This lymphoma entity originates from T-lymphocytes expressing the Gamma Delta subunits of the TCR. Rarely, cases expressing the Alpha Beta subunits were reported.

Young males are affected predominantly.

The disease presents with hepatosplenomegaly, in the absence of lymphadenopathy. Bone marrow involvement and cytopenias are frequently encountered (Cooke et al., 1996).

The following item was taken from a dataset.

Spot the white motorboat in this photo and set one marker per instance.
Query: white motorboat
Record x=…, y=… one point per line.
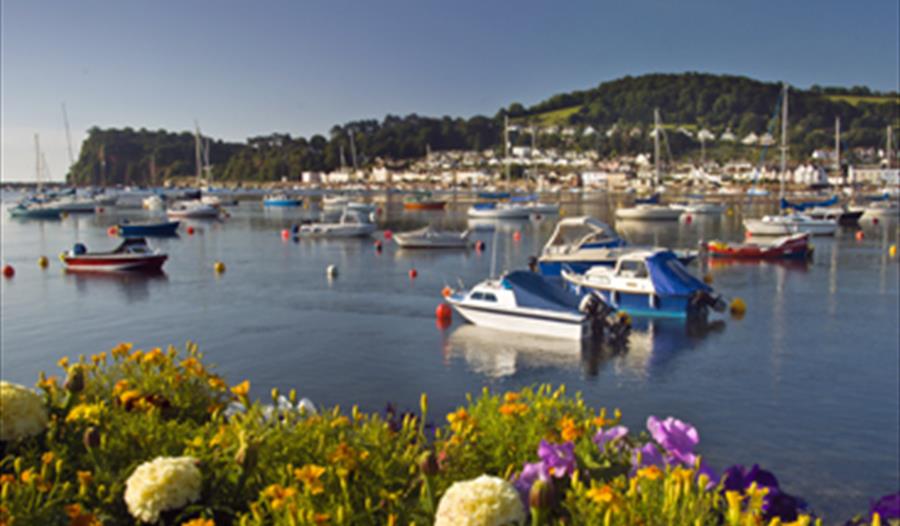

The proliferation consists of medium-sized lymphocytes with a rim of pale cytoplasm. The nuclei show condensed chromatin with inconspicuous nucleoli (Feldman et al., 2006). Typically these cells show an intrasinusoidal pattern of growth sparing the portal triads and the white pulp. Intrasinusoidal bone marrow involvement may occur. The neoplastic lymphocytes are CD3+, CD4- and may express CD8 and CD56. These features, along with negativity for granzyme B and for perforin, indicate a proliferation of Gamma delta resting T lymphocyte.

Multiagent chemotherapy, including anthracyclines is the treatment of choice. Autologous or allogeneic transplantation may have a role in selected patients (Cooke et al., 1996).

The patients usually respond to chemotherapy, but relapses occur frequently and median survival is around three years. Allogeneic BMT may cure some patients.